Residents of a coastal town are voicing opposition to plans for a wind farm in the area.
Tuesday, a group including local fishermen got together to hand in a petition to try and stop it.
Alyssa Thurlow tells us how this could affect local fisheries if it goes into affect.
“St. George is a fishing community. We’re made up of numerous villages, two of which are historic 250 year old fishing villages and the fishermen are against this project,” says Port Clyde resident, Scott Sullivan.
Residents of the town of St. George, which includes Tenants Harbor and Port Clyde are voicing their opposition in the form of a petition with more than 300 signatures.
Over the past few months the town has been concerned about plans made by Maine Aqua Ventus to build a wind farm near Monhegan Island and bring the cables from the turbines onto the shore in St. George.
“A couple of months ago there was a meeting held right here where I’d say over 200 fishermen came and voiced their concerns about this project overall and there was not a single voice of support.”
The non-profit group, Preserve Our Remarkable Town (PORT) joined forces with the Maine Coast Fishermen’s Association to share concerns that this project may have on the way of life for many in the area.
“This is not good for their long term future and for the fishing economies and fishing businesses in St. George and therefore we need to take a stand against it.”
Many fishermen in the area believe that this move will not only hurt their businesses but also their way of life, while folks at the Maine Aqua Ventus have a different story.

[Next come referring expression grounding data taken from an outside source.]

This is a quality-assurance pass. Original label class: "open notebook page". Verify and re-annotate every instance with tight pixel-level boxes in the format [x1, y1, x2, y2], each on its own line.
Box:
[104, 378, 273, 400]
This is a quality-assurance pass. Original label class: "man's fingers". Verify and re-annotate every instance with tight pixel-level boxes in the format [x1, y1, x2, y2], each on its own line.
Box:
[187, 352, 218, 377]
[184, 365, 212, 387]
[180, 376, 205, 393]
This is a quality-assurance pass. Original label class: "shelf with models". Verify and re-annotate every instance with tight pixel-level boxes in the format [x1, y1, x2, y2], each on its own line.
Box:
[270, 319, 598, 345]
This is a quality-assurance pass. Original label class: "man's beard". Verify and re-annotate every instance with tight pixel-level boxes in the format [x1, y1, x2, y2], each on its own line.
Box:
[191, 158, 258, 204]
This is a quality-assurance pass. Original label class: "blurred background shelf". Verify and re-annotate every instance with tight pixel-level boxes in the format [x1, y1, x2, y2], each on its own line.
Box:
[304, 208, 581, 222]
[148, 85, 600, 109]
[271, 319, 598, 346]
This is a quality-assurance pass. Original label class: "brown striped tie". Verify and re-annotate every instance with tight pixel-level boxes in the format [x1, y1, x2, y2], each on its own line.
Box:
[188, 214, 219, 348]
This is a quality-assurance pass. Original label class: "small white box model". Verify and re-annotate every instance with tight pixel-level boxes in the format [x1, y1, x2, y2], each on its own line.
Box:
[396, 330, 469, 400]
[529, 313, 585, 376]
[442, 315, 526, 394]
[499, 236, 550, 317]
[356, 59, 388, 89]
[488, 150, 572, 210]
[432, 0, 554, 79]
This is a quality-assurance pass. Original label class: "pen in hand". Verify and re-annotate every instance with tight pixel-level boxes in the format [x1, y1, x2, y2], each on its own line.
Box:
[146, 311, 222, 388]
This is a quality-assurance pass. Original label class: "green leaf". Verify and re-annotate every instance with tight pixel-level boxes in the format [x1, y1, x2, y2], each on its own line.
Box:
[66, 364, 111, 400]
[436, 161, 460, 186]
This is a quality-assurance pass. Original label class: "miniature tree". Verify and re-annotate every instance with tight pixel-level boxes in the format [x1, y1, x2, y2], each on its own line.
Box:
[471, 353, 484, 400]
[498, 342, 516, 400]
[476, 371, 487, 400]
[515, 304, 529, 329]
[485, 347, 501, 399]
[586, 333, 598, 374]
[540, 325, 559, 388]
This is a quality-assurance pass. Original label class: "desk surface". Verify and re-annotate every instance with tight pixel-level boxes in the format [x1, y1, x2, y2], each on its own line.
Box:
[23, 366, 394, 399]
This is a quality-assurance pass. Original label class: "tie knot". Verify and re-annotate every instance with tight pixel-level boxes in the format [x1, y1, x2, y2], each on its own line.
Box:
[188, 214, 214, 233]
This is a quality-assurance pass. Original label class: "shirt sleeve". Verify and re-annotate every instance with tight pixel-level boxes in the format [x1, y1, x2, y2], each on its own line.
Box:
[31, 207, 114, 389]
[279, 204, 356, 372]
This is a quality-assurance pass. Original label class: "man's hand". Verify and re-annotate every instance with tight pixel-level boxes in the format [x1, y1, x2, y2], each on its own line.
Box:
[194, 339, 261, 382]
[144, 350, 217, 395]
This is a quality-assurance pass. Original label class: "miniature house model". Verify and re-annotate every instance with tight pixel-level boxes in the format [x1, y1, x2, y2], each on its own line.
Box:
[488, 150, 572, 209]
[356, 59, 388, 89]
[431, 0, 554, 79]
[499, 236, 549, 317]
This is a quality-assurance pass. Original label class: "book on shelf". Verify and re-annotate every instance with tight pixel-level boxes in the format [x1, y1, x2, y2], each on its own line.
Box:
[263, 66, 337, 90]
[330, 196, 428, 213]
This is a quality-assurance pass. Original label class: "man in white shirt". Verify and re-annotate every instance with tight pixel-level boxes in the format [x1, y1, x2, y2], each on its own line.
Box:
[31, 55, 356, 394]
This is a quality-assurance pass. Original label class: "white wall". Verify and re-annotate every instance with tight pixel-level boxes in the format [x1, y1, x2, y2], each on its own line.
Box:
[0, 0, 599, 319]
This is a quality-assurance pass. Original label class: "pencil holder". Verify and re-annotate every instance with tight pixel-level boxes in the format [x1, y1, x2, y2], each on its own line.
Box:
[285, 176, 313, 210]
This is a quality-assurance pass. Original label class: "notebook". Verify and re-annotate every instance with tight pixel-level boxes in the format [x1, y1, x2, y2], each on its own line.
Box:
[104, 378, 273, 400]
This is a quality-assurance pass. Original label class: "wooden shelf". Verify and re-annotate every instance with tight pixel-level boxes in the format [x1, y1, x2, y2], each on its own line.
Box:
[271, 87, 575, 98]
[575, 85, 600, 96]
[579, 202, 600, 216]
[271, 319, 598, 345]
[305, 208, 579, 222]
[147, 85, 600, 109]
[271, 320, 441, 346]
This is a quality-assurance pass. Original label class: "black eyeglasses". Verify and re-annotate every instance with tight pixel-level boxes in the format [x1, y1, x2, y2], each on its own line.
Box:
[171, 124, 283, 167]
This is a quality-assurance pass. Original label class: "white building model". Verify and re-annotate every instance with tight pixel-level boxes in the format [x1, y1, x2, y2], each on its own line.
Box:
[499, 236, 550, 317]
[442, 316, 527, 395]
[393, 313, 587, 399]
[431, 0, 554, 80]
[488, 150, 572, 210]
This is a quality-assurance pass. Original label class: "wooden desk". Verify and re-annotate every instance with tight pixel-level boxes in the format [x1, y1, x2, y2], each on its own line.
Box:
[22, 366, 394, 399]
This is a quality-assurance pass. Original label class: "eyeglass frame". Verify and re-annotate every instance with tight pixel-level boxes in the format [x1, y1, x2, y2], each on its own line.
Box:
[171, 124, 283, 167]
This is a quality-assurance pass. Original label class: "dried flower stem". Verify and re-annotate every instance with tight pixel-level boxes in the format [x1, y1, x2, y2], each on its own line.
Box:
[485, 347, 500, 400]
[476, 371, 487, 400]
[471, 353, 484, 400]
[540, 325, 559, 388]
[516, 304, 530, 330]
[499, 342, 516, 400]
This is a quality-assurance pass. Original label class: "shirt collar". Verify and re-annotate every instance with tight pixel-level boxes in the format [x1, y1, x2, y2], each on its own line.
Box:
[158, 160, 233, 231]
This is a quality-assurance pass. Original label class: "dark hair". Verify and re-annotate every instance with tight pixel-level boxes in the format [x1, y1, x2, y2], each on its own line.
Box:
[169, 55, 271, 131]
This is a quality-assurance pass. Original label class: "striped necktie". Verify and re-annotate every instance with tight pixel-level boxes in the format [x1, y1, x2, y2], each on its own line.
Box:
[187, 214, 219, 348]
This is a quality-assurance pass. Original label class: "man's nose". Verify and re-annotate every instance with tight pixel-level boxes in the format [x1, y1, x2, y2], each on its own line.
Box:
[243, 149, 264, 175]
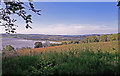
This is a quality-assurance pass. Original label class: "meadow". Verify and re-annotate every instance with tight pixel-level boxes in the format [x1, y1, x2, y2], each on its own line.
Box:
[2, 41, 120, 75]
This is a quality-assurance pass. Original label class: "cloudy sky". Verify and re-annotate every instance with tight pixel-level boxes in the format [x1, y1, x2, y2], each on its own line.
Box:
[0, 2, 118, 35]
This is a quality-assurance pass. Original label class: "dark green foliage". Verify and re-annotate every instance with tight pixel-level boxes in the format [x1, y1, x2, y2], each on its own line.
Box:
[117, 1, 120, 7]
[5, 45, 14, 51]
[2, 50, 120, 75]
[2, 56, 40, 75]
[83, 36, 99, 43]
[1, 0, 41, 33]
[61, 41, 67, 45]
[34, 42, 43, 48]
[82, 34, 118, 43]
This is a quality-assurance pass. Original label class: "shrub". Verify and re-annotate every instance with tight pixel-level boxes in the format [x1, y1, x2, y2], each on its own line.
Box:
[5, 45, 14, 51]
[61, 41, 67, 45]
[73, 40, 79, 44]
[34, 42, 43, 48]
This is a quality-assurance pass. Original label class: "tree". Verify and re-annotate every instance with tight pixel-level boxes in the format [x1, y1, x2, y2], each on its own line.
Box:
[34, 42, 43, 48]
[83, 36, 99, 43]
[117, 0, 120, 7]
[5, 45, 14, 51]
[0, 0, 41, 33]
[62, 41, 67, 45]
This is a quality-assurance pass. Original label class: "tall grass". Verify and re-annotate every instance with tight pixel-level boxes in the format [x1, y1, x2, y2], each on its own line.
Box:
[2, 41, 118, 58]
[2, 41, 120, 75]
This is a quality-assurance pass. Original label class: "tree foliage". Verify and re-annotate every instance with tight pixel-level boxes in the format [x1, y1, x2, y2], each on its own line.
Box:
[0, 0, 41, 33]
[82, 34, 118, 43]
[5, 45, 14, 51]
[117, 0, 120, 7]
[82, 36, 99, 43]
[34, 42, 43, 48]
[61, 41, 67, 45]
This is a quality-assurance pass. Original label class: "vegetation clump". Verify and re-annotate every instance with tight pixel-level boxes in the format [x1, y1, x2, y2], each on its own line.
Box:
[34, 42, 43, 48]
[5, 45, 14, 51]
[2, 49, 120, 75]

In a statement on their website, Maine Aqua Ventus says, “they look forward to continued dialogue with residents and fishermen of St. George as to what the facts of the proposed MAV demonstate project are and that information being distributed through the recent petition effort does not accurately reflect project plans.”

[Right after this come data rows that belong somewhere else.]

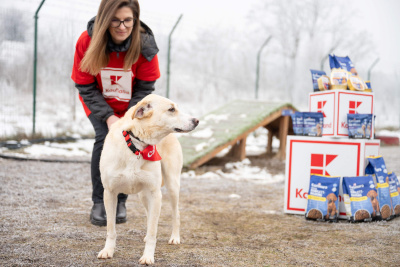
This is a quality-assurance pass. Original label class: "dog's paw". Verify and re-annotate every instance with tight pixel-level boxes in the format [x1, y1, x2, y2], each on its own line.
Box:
[139, 254, 154, 265]
[168, 236, 180, 245]
[97, 247, 114, 259]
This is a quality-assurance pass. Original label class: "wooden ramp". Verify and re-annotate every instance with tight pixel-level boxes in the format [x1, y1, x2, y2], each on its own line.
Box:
[179, 100, 296, 169]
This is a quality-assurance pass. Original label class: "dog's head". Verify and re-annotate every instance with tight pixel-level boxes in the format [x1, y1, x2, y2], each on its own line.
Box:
[367, 190, 378, 199]
[127, 94, 199, 144]
[326, 193, 337, 202]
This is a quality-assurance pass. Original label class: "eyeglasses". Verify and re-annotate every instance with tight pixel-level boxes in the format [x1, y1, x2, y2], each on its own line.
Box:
[110, 18, 135, 28]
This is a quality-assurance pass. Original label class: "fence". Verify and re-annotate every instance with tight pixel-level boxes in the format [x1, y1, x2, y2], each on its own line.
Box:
[1, 1, 399, 140]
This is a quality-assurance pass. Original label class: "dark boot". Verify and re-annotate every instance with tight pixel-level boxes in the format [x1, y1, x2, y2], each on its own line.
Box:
[90, 203, 107, 226]
[116, 202, 127, 224]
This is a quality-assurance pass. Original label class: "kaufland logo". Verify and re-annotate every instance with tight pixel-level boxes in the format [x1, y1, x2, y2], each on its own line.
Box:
[317, 101, 327, 118]
[349, 101, 362, 114]
[310, 153, 338, 176]
[111, 75, 122, 85]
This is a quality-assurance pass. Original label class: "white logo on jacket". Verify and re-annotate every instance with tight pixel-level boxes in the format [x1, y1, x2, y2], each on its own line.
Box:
[100, 68, 133, 102]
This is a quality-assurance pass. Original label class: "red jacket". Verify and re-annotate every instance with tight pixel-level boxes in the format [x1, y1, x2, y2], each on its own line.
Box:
[71, 25, 160, 119]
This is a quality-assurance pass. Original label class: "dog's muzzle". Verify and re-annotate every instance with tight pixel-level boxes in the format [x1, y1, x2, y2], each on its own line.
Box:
[174, 118, 199, 133]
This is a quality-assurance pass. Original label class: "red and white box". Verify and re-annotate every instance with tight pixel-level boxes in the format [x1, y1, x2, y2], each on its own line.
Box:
[284, 136, 380, 219]
[309, 90, 374, 137]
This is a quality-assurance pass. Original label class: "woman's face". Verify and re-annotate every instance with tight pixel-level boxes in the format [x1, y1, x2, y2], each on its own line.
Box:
[108, 6, 134, 45]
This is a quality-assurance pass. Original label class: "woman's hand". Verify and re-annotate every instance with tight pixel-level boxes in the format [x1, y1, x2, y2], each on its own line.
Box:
[106, 115, 119, 129]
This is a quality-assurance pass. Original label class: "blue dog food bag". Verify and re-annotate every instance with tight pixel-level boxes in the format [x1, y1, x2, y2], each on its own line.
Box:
[303, 112, 324, 137]
[388, 172, 400, 217]
[329, 54, 358, 76]
[305, 175, 340, 222]
[365, 156, 393, 220]
[290, 112, 303, 135]
[341, 177, 352, 220]
[342, 176, 378, 222]
[310, 69, 327, 92]
[347, 114, 373, 139]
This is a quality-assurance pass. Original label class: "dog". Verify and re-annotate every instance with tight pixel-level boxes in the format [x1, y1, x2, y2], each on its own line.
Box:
[316, 123, 322, 137]
[97, 94, 199, 264]
[367, 190, 380, 217]
[325, 193, 337, 219]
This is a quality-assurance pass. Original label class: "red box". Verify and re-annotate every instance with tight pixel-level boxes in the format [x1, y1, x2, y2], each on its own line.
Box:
[309, 90, 374, 137]
[284, 136, 380, 218]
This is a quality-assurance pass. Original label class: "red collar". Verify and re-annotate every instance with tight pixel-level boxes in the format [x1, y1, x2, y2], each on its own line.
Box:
[122, 131, 162, 161]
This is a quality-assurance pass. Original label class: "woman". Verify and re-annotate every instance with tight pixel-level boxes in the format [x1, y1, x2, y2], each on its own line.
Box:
[71, 0, 160, 226]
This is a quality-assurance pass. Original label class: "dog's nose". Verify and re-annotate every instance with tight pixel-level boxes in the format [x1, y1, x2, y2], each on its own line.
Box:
[192, 118, 199, 126]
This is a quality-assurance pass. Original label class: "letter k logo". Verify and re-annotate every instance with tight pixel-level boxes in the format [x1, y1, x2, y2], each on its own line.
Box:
[310, 153, 338, 176]
[349, 101, 362, 114]
[110, 75, 122, 85]
[317, 101, 327, 118]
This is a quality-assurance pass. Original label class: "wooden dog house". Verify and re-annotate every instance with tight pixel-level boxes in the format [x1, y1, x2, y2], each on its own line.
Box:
[179, 100, 296, 169]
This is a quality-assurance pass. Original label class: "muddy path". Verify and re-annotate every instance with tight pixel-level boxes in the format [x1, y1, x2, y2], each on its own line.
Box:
[1, 146, 399, 266]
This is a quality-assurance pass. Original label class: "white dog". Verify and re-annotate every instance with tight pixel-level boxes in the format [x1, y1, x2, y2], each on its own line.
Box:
[97, 94, 199, 264]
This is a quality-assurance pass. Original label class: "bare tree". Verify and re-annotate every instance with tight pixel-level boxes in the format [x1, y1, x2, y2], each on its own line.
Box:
[247, 0, 374, 105]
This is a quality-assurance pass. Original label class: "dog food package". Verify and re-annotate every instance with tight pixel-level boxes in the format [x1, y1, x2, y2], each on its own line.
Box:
[330, 68, 348, 90]
[342, 176, 379, 222]
[305, 175, 340, 222]
[364, 81, 372, 92]
[388, 172, 400, 217]
[341, 177, 352, 219]
[317, 75, 331, 91]
[290, 112, 304, 135]
[329, 54, 358, 76]
[347, 114, 373, 139]
[348, 75, 365, 91]
[310, 69, 327, 91]
[303, 112, 324, 137]
[365, 156, 393, 220]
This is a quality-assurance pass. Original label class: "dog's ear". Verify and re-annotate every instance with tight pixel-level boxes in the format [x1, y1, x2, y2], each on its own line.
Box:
[133, 101, 153, 119]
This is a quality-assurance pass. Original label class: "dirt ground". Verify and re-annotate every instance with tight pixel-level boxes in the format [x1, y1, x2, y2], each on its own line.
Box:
[1, 146, 400, 266]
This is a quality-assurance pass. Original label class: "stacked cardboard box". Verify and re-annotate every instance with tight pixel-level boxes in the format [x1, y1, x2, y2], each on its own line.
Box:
[284, 66, 379, 219]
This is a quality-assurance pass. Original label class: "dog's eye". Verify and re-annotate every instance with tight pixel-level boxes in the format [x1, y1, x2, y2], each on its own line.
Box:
[168, 107, 175, 112]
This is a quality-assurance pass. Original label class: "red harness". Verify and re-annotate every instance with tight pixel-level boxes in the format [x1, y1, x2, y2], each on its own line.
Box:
[122, 131, 162, 161]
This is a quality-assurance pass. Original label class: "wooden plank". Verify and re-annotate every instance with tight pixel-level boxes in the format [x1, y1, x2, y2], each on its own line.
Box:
[277, 115, 289, 160]
[188, 108, 284, 169]
[267, 130, 273, 155]
[227, 137, 247, 161]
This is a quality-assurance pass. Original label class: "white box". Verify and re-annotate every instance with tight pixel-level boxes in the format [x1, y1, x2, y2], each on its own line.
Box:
[284, 136, 380, 218]
[309, 90, 374, 137]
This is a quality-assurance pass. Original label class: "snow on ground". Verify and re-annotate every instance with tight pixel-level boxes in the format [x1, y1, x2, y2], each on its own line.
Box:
[191, 127, 214, 138]
[376, 130, 400, 140]
[0, 127, 284, 184]
[1, 127, 398, 184]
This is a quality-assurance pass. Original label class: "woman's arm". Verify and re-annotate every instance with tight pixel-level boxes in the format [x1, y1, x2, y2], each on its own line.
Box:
[75, 82, 115, 122]
[128, 79, 156, 109]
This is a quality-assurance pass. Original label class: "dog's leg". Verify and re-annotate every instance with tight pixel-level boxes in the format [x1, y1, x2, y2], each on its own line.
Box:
[138, 189, 162, 265]
[98, 189, 118, 259]
[165, 175, 181, 244]
[138, 191, 149, 242]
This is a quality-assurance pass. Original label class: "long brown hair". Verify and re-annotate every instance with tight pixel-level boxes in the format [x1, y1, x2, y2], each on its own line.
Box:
[80, 0, 141, 75]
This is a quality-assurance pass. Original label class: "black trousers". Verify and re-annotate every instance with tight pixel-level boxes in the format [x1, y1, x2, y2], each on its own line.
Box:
[88, 114, 128, 204]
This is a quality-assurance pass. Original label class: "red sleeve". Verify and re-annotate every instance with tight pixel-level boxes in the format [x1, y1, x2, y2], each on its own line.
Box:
[135, 54, 161, 81]
[71, 31, 95, 85]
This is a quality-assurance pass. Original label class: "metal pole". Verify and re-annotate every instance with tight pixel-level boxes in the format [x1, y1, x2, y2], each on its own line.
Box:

The proposal includes the building of two floating wind turbines with cable running through St. George, which fishermen say could put them out of business.

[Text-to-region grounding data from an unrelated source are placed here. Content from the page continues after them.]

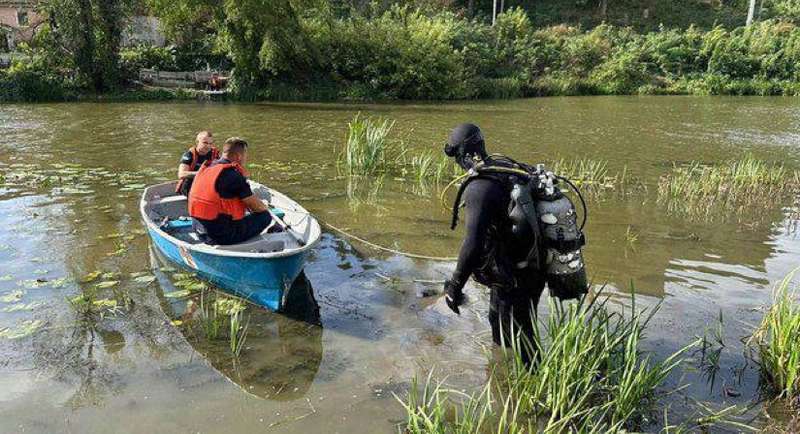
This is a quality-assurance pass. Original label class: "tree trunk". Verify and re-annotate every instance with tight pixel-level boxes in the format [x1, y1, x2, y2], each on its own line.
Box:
[467, 0, 474, 18]
[492, 0, 497, 26]
[600, 0, 608, 19]
[76, 0, 98, 91]
[746, 0, 756, 25]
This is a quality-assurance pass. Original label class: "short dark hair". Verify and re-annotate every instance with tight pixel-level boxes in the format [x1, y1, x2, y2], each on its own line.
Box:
[223, 137, 248, 155]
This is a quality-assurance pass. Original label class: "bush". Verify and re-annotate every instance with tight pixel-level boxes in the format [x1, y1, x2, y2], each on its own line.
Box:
[0, 56, 75, 102]
[119, 45, 178, 81]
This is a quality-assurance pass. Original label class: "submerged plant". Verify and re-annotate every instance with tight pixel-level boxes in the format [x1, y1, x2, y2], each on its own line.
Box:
[398, 293, 697, 433]
[749, 272, 800, 401]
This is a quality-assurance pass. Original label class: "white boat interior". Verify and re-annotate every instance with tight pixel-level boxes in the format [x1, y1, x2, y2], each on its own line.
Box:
[142, 181, 320, 255]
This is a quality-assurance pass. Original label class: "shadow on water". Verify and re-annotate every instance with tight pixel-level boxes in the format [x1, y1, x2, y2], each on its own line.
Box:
[151, 248, 323, 401]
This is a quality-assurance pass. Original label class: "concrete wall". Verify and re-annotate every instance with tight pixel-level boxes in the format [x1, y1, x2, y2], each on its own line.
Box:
[122, 16, 165, 47]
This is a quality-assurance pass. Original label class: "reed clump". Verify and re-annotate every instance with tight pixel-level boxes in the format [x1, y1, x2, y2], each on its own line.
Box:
[338, 113, 399, 176]
[550, 158, 624, 190]
[658, 155, 800, 218]
[194, 290, 250, 358]
[749, 272, 800, 402]
[398, 294, 696, 433]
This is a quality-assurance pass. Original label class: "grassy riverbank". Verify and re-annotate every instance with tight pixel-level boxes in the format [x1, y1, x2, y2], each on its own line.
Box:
[4, 5, 800, 102]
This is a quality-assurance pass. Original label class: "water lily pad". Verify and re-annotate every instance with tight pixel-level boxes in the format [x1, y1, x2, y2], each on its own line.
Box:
[0, 319, 44, 339]
[164, 289, 191, 298]
[0, 275, 13, 281]
[133, 275, 156, 284]
[81, 271, 102, 283]
[92, 299, 117, 309]
[95, 280, 119, 289]
[174, 279, 206, 291]
[0, 320, 44, 339]
[2, 301, 43, 312]
[48, 277, 71, 288]
[0, 290, 25, 303]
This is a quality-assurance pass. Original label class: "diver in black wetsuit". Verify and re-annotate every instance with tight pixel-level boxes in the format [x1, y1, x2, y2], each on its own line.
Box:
[443, 123, 546, 363]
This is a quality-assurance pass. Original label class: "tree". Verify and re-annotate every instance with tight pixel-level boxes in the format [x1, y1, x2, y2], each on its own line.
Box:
[39, 0, 133, 91]
[149, 0, 323, 86]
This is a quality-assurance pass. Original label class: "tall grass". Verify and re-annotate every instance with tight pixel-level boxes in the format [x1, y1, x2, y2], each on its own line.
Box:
[550, 158, 623, 190]
[338, 113, 398, 176]
[398, 294, 697, 433]
[658, 155, 800, 218]
[749, 272, 800, 401]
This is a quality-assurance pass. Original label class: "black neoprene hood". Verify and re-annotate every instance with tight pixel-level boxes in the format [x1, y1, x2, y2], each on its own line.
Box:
[445, 123, 488, 160]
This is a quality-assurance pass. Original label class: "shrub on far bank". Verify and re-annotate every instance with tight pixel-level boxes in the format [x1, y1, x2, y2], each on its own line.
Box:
[0, 56, 76, 102]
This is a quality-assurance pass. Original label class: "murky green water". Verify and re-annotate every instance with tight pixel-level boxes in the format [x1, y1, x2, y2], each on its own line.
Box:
[1, 97, 799, 433]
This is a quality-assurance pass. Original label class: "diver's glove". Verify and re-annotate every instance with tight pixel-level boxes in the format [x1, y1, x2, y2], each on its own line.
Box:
[444, 279, 465, 315]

“With the math I’ve done four farms would eliminate the fishing grounds I’d fish in my whole career. That’s just too much,” says Port Clyde fisherman, Randy Cushman.
Residents say they’re willing to work together with Maine Aqua Ventus to come up with a better solution.
“We need food and we need electricity. I’m not sure what the exact balance is but we’ve got to be careful that we don’t take away too much of the food production in order to generate wind power,” says Port Clyde President, Glen Libby.